LOS CONCEPTOS DE SALUD Y ENFERMEDAD

En el mundo andino, todo tiene vida y nada es estático o inerte. La creación está animada por una fuerza vital que se denomina CAMAQUENC. La poseen los hombres y las momias de los antepasados (Malquis), los animales, las plantas y los objetos inanimados como los cerros, los lagos, la tierra, el agua, los vientos, y también todo lo que construye el hombre, como las casas y los adoratorios. Es decir, a cada objeto, a cada cosa le corresponde una fuerza primordial, un doble que lo anima. Esto que ha sido denominado pensamiento “seminal”, iguala a los seres humanos con los otros elementos de la naturaleza con los cuales se halla unido y con los que interactúa en armonioso equilibrio. Equilibrio –sinónimo de salud-, que surge como resultado de una triple relación: la relación del hombre con respecto al medio geográfico o naturaleza en la que habita; la relación del hombre y el grupo social con respecto los dioses titulares que rigen su vida y la de su comunidad.
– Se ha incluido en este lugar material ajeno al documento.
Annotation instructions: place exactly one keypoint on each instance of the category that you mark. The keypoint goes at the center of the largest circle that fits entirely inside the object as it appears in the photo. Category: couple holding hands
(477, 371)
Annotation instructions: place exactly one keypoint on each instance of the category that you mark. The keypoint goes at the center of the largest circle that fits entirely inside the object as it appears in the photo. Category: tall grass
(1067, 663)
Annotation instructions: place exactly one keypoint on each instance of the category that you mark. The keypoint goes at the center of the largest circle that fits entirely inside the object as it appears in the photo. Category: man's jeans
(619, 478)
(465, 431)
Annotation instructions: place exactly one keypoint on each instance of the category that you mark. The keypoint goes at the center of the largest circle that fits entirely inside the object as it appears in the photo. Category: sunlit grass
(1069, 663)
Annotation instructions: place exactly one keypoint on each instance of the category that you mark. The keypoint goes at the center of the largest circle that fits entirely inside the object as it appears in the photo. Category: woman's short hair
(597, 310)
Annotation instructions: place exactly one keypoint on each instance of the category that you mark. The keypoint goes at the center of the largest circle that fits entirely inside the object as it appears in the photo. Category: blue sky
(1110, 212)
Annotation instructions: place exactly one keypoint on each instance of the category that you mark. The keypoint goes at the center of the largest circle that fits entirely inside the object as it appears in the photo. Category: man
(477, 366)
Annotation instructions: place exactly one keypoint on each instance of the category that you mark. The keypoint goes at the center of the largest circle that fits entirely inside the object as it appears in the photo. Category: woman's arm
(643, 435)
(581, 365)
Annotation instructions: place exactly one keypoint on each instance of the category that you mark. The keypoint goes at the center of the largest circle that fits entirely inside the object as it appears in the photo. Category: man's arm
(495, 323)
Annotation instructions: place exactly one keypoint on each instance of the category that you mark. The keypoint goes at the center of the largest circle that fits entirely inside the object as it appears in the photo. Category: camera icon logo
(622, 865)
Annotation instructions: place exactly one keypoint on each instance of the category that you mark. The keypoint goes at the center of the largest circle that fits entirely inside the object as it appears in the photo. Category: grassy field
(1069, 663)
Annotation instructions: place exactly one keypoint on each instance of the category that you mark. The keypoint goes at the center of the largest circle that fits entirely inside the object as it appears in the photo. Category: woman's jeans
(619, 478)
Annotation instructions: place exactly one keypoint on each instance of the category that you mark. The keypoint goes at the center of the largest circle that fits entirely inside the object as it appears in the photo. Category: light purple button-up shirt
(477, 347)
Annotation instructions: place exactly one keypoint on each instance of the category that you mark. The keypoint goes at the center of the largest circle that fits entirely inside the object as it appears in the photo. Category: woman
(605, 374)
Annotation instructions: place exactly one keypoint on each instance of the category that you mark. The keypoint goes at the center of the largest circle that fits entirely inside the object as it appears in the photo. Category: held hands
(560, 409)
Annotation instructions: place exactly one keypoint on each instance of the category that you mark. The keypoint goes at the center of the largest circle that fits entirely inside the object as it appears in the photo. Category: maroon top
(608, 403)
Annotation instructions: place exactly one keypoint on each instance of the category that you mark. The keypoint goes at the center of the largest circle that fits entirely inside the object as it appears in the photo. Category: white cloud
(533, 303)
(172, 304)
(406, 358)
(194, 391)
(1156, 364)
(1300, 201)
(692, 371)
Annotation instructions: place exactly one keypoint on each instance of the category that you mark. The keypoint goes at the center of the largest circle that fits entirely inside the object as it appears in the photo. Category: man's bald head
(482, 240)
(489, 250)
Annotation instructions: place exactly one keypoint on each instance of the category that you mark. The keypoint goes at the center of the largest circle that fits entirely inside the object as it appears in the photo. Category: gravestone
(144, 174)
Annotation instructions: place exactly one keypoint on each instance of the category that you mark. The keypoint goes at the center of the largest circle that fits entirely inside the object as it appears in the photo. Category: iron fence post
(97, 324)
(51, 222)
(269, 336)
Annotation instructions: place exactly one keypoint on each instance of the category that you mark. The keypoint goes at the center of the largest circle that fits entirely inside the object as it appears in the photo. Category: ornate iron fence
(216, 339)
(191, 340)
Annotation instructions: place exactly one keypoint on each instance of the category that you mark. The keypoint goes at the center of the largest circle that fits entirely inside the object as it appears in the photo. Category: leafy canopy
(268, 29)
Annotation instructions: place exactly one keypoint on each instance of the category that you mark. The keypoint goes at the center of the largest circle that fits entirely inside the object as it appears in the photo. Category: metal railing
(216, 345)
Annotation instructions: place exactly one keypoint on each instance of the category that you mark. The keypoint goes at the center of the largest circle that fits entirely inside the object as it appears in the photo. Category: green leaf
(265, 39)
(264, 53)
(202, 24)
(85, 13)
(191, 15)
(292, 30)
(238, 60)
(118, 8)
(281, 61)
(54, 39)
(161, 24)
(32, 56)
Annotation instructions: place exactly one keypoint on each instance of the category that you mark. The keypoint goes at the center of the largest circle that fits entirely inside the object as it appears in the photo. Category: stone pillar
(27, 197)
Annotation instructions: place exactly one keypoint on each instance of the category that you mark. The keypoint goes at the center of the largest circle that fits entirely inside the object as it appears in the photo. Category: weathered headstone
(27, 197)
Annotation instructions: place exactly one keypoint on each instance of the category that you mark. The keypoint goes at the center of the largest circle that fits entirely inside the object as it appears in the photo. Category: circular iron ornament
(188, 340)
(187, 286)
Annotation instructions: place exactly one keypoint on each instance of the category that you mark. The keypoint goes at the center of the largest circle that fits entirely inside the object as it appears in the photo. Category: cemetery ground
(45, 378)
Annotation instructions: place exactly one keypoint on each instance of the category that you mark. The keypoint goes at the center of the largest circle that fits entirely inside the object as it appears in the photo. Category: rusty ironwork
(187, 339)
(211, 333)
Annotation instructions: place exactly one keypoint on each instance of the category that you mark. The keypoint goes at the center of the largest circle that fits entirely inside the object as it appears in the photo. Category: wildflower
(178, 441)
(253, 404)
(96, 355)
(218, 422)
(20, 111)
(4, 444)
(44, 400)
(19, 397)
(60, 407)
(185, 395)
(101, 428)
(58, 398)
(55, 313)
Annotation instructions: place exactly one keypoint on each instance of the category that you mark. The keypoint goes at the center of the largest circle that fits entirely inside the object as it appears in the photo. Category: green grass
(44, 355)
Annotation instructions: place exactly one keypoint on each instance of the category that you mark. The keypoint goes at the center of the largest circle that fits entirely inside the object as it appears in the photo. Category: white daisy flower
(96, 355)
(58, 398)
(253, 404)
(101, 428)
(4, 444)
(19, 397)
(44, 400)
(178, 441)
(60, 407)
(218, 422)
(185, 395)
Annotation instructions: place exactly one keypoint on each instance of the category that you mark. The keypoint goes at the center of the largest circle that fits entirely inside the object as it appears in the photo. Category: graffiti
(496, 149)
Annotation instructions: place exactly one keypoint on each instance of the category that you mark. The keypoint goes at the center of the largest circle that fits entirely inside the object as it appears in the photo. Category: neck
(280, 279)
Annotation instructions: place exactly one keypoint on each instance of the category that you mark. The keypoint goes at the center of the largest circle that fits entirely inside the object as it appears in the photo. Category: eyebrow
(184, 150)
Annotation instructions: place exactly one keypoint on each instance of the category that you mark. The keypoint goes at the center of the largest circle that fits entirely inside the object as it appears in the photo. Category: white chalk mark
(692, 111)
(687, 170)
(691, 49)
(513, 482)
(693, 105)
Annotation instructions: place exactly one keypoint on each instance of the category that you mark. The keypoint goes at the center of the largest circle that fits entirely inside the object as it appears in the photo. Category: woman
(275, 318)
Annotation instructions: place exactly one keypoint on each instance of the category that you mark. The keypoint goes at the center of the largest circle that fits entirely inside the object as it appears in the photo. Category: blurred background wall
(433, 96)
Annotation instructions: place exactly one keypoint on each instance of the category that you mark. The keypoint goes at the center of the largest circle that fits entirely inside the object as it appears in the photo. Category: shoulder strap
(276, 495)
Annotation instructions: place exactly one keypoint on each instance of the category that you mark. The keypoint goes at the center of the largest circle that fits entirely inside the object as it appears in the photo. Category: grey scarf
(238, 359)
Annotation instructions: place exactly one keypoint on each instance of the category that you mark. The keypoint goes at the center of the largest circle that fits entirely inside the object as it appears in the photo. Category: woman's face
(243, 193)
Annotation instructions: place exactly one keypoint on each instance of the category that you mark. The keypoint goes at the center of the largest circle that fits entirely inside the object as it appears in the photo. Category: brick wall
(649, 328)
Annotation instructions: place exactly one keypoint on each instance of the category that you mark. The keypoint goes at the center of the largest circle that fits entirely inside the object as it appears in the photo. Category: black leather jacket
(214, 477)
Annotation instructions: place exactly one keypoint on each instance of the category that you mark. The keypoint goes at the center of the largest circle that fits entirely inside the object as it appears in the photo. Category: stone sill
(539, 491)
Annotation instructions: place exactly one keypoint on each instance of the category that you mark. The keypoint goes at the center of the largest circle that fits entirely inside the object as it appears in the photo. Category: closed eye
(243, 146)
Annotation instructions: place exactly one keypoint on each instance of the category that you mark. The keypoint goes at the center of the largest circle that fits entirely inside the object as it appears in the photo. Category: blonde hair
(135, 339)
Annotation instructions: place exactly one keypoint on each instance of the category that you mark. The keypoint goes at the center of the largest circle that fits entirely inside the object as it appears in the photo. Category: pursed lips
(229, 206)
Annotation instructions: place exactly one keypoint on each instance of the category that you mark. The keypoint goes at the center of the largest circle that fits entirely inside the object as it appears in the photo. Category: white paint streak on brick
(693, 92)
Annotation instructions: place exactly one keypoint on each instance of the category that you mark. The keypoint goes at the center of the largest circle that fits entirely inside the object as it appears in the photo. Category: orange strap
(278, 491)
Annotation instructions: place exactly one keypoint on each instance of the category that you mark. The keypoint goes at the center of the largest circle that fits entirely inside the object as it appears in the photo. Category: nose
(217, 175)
La pérdida de este equilibrio conduce al concepto de enfermedad. En el hombre, como consecuencia del abandono del carácter preventivo; en el grupo social en su conjunto, como resultado de quebrantamiento de las normas morales y, en el medio físico, como respuesta a la depredación de la naturaleza y sus recursos.

Surgida la enfermedad, los procesos curativos andinos, en la generalidad de los casos, obedecen al criterio lógico de todo sistema médico: conservación de la salud, prevención de las enfermedades y restitución de la salud. La prevención de la enfermedad a través de una correcta alimentación, la “limpia” periódica del organismo, el consumo de plantas medicinales que protegen y potencian el organismo, las relaciones armoniosas con la familia, la comunidad y las deidades tutelares y fundamentalmente, la eliminación de los excesos, entre ellos los sexuales. El tratamiento de las enfermedades, a través de la eliminación de las causas o transgresiones que las originaron, la aplicación de procedimientos depurativos del cuerpo y/o los órganos o sistemas afectados, la administración del tratamiento curativo prescrito sobre la base de una rigurosa dieta, y la restitución del carácter preventivo inicial.

LOS PROCEDIMIENTOS CURATIVOS

A las enfermedades de claro origen natural, corresponde una terapia igualmente natural y a las enfermedades de origen sobrenatural, corresponde una doble terapia: una en el plano mágico religioso y otra en el plano natural. La primera consta de gestos rituales destinados a restituir las relaciones del individuo con su entorno religioso y social y la segunda, aliviar o eliminar los síntomas de la enfermedad. Sin embargo, fijar una línea de separación absoluta entre lo profano y lo sagrado, lo mágico y lo científico, lo natural y lo sobrenatural, no solo es difícil, sino imposible.

Dicha separación, sin embargo, no es imperativa en la medida que los gestos rituales del mundo andino no constituyen peligro para la persona y, en cambio, contribuyen definitivamente – en el orden psicológico-, a garantizar la recuperación de la salud. Tiene un carácter inocuo, funcionan en el marco de la cultura de cada individuo y tienden a desaparecer o a reelaborarse en los procesos de transculturación, especialmente en las grandes aglomeraciones urbanas.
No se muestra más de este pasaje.